L'article 14 met fin à l'exonération, au bénéfice des auto-entrepreneurs, des taxes pour frais de chambres consulaires. Il rétablit l'égalité entre les entreprises, tout en respectant le principe « pas de chiffre d'affaires, pas de droit à payer » grâce à un dispositif de taux unique applicable au chiffre d'affaires réalisé. L'article 15 écarte les demandes de prise en charge de formations émanant des travailleurs indépendants ayant déclaré un chiffre d'affaires nul pendant les 12 mois précédents. Il évite ainsi les abus tout en préservant le droit fondamental à la formation professionnelle. Enfin, l'article 16 perfectionne le contrôle du travail dissimulé en prévoyant la vérification des justificatifs d'attestations d'assurances professionnelles obligatoires. L'alignement des différents régimes facilitera le passage des micro-entreprises qui ont un potentiel de développement vers le régime au réel.

Le texte apporte des clarifications attendues sur la réforme du statut de l'artisanat. Aux termes de la loi du 5 juillet 1996, seule une partie des activités artisanales, celles identifiées à l'article 16, requièrent une qualification établie par des diplômes ou par une validation de l'expérience professionnelle. Les autres activités sont uniquement soumises à une obligation d'inscription sur le registre des métiers. Le secteur compte des artisans qualifiés mais aussi des personnes qui peuvent se prévaloir de la qualité d'artisan sans être nécessairement qualifiées. La vérification des titres au moment de l'immatriculation n'est pas satisfaisante, puisque les chambres de métiers n'ont pas le droit de procéder à la vérification des pièces. Cela est bien surprenant ! Pour clarifier le droit, le projet de loi établit que seuls peuvent se prévaloir de la qualité d'artisan ceux qui possèdent un certain niveau de qualification professionnelle. L'obligation d'inscription sur le registre des métiers pour l'exercice des activités totalement libres, fleuriste par exemple, n'entraînera plus le droit d'utiliser l'appellation d'artisan. La vérification sur pièces des qualifications est désormais autorisée pour les chambres de métiers.
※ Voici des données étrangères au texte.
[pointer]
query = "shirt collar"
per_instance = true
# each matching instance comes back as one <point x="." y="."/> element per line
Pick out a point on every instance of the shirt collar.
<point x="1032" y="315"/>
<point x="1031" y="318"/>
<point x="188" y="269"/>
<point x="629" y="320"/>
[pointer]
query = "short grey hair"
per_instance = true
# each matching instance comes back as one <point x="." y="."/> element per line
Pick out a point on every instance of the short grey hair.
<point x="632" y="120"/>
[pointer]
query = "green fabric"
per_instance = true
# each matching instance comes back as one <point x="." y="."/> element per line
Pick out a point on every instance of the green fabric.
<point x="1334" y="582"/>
Pour compléter, je proposerai également la vérification de la qualification des coiffeurs, oubliés parce que leur statut n'est pas régi par la loi de 1996. Un deuxième amendement étendra la vérification des qualifications au cas où une entreprise déjà existante modifie son domaine d'activité et à celui où la qualification n'est pas détenue par le chef d'entreprise mais par un salarié. Un troisième amendement précisera l'obligation faite aux artisans de prouver qu'ils ont souscrit les assurances obligatoires, en la restreignant au seul cas qui intéresse directement les consommateurs, la garantie décennale en matière de travaux de construction.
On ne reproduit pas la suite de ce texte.